La combinación importa: política y valores en juego
La elección entre estas dos familias de políticas -o, más precisamente, la composición específica de la mezcla que se adopte- no es una decisión técnica neutral. Es una decisión política que refleja valores, diagnósticos sobre el funcionamiento de los mercados, juicios sobre la capacidad y legitimidad del Estado y compromisos con distintos grupos sociales.

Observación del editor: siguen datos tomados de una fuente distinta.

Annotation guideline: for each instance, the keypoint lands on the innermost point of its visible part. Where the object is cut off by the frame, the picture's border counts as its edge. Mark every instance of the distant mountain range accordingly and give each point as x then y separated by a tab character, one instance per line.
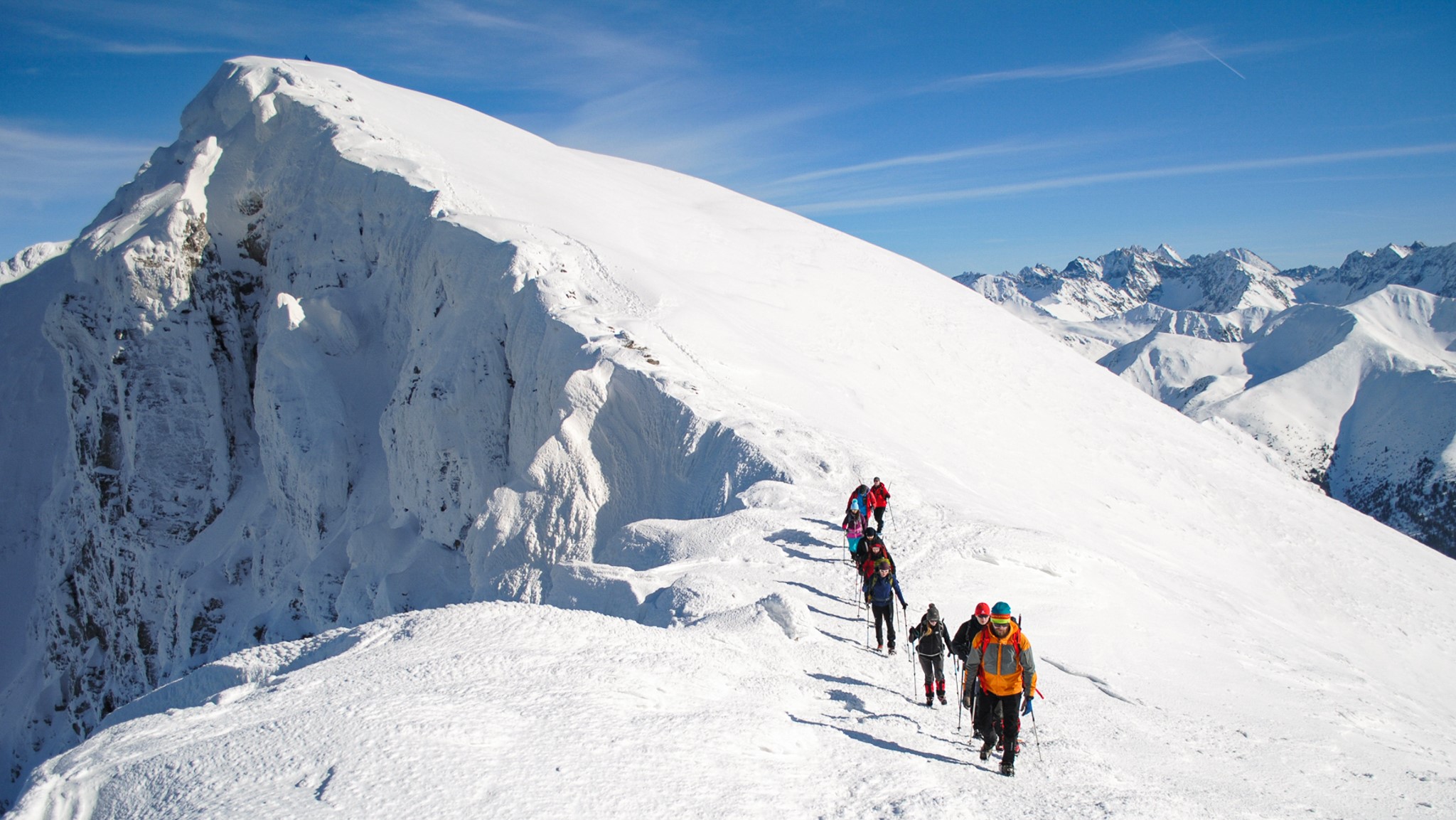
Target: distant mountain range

La derecha y el centroderecha tienden a privilegiar los instrumentos del primer grupo: confían más en los mercados que en los planificadores, priorizan la eficiencia sobre la equidad cuando ambas entran en tensión y desconfían de la capacidad del Estado para identificar y corregir fallas sin introducir distorsiones peores que las que busca remediar. Esa postura tiene fundamentos serios y una historia de logros y fracasos que merece evaluarse con honestidad.
La centroizquierda y la izquierda reformista tienden a enfatizar el segundo grupo: confían en que el Estado puede y debe cumplir un rol activo en la construcción de capacidades, reconocen la persistencia de fallas de mercado que el sector privado no puede corregir por sí solo y priorizan una distribución más equitativa tanto de los insumos como de los frutos del crecimiento. Esa postura también tiene fundamentos sólidos y una historia que invita a la reflexión crítica.
Lo que no tiene fundamentos serios es pretender que solo uno de estos enfoques existe, que el otro es "ideología" mientras el propio es "técnica", o que la elección de instrumentos es políticamente inocente. El debate sobre políticas de oferta es, en el fondo, un debate sobre el modelo de desarrollo, sobre el rol del Estado y del mercado, sobre cómo distribuir los costos del ajuste y los beneficios del crecimiento y sobre qué tipo de economía -y de sociedad- queremos construir.
Pero hay algo más que la discusión estrictamente económica no puede ignorar: las políticas de oferta no se despliegan en el vacío. Conviven -o colisionan- con otros objetivos que distintas sociedades legítimamente valoran y que deben articularse con la estrategia de crecimiento: la reducción de la desigualdad de ingresos y de oportunidades; la sustentabilidad ambiental y la transición hacia economías bajas en carbono; la calidad del empleo y la protección de los trabajadores frente a los procesos de cambio productivo; la cohesión territorial y social; la calidad de vida y el bienestar subjetivo. Una estrategia de crecimiento que ignore estos objetivos no es solo éticamente cuestionable; es también económicamente frágil, porque el crecimiento que destruye capital social, degrada el medio ambiente o genera desigualdades intolerables siembra las condiciones de su propia interrupción.
El debate que Chile necesita -y que la economía y la política le deben a su ciudadanía- es uno en que podamos discutir con rigor, honestidad y sin caricaturas qué combinación de políticas de oferta, articulada con qué objetivos distributivos y ambientales, y respaldada por qué instituciones y capacidades estatales democráticas, puede colocar al país en una trayectoria de crecimiento más robusta, más sostenida y más ampliamente compartida. Un crecimiento que, además, fortalezca -y no erosione- la legitimidad de la democracia que lo hace posible. Ese debate está pendiente. Y el costo de seguir postergándolo no lo paga la clase política, sino toda la ciudadanía.